A more important question to look at may be accuracy of the computation. A simple modification to your code shows that qrsqrt has a maximum relative error of 14697.6 in units of epsilon(x) for the random number samples I grabbed; while 1/sqrt has a relative error of 0.49544 for the same set of random numbers.

2 Likes

Some interesting things here:

@vmagnin, your assertion is only partly correct. On at least i?-86--freebsd, gfortran will use the i387 by default over the sse instruction set. On x86_64--freebsd, gfortran selects sse instruction set in preference to i387.

1 Like

Reciprocal square roots are often used as an intermediate step in the calculation of regular square roots, so benchmarking sqrt() vs. x*rsqrt(x) would also be informative.

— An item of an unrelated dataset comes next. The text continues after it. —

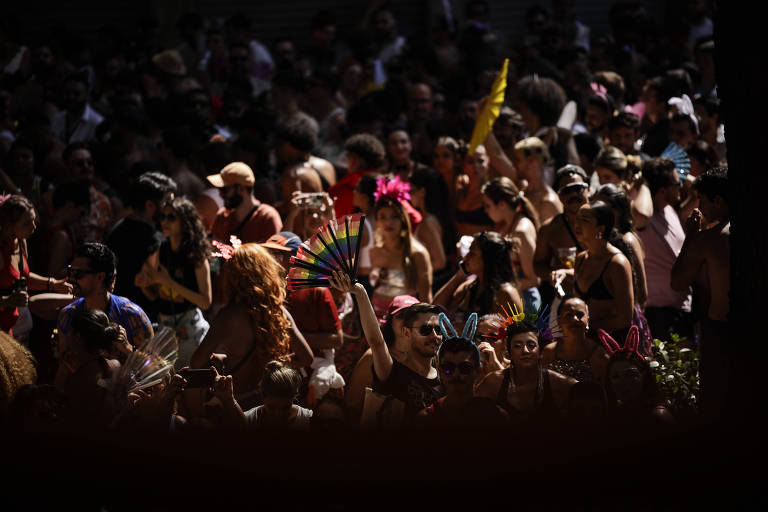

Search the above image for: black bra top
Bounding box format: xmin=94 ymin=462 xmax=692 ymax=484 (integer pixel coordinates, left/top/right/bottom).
xmin=574 ymin=253 xmax=618 ymax=301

(Optional old guy anecdote: the Cray-1 didn’t have a floating-point division instruction; instead, it had a “reciprocal approximation” ROM table look-up instruction and a variant of floating-point multiplication that performed a Newton-Raphson refinement iteration. Both of these could be implemented in a pipelined fashion, so there were vector versions of these instructions, and a vectorized FP division was a three-instruction two-chime sequence. On the Cray-2/-3, these were augmented with variants that performed the same technique to compute a reciprocal square root via a table look-up for approximation and yet another variant of floating-point multiplication for N-R refinement, so SQRT was also three instructions. The numerical accuracy wasn’t perfect, though. The reciprocal look-up tables were loaded by the Cray-2 boot sequence, and you could actually change numeric results at your site by tweaking them.)